A pochissimi giorni dalla risistemazione dei giardini Ingrosso di Casarano, i vandali prendono di mira tavolini, panchine e irrigatori appena impiantati. Il sindaco De Masi si dichiara rammaricato

I lavori di ristrutturazione ai giardini Ingrosso di Casarano non sono ancora terminati, ed ecco i vandali entrare in azione e danneggiare ciò che fin’ora è stato fatto. Ci risiamo: ci si lamenta in continuazione del lavoro delle istituzioni, le si accusa di essere incuranti alle esigenze del paese, poi sono gli stessi cittadini in primis a non rispettare la res publica. Ovviamente non è il caso di generalizzare, purtroppo però a causa di alcuni a pagarne le spese è l’intera comunità.
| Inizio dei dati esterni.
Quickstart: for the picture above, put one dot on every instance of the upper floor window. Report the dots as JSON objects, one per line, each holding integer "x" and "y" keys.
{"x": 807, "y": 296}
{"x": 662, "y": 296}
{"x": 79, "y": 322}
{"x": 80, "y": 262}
Ivan De Masi, sindaco di Casarano, dispiaciuto dell’accaduto dichiara: “Con rammarico mi trovo costretto a prendere atto degli episodi di vandalismo ai danni della nuova attrezzatura installata nei giardini William Ingrosso. Le scritte sui tavoli e sulle panchine dell’area pic-nic ed il furto degli irrigatori pop-up, già all’indomani della loro installazione, sono gesti che richiedono una ferma condanna, non solo perché vanificano in parte i nostri sforzi, ma anche perché colpiscono soprattutto voi”. “Più e più volte – aggiunge il sindaco di Casarano -, in diverse occasioni, mi avevate chiesto il recupero dei giardini William Ingrosso, una delle poche aree della città espressamente dedicata a voi. Purtroppo, ci sono persone che ignorano il concetto di bene comune che è alla base di ogni società umana dove non regni l’anarchia. Evidentemente, per mancanza di senso civico e di spirito di appartenenza, c’è chi pensa di potersi impossessare liberamente di quanto appartiene alla collettività o di poterne disporre a proprio piacimento. Dinanzi a tanto, possiamo fare ben poco, se non condannare simili gesti ed assicurare tutti voi che vigileremo e metteremo in campo tutte le nostre risorse per far fronte a queste forme di grave inciviltà”. “Vedere le tante famiglie ed i tanti bimbi che nei giorni scorsi hanno affollato i giardini, aveva suscitato in me l’idea che, finalmente, la città dei bambini che ho in mente stesse iniziando a prendere forma – conclude infine Ivan De Masi -. Nonostante la delusione, però, credo ancora che non solo possiamo sperare in un futuro migliore, ma che abbiamo il dovere di proseguire nella strada imboccata. E sono certo che in futuro, quando sarete cresciuti, episodi come questi non si verificheranno, perché, giorno dopo giorno, state imparando a prendervi cura della vostra città”.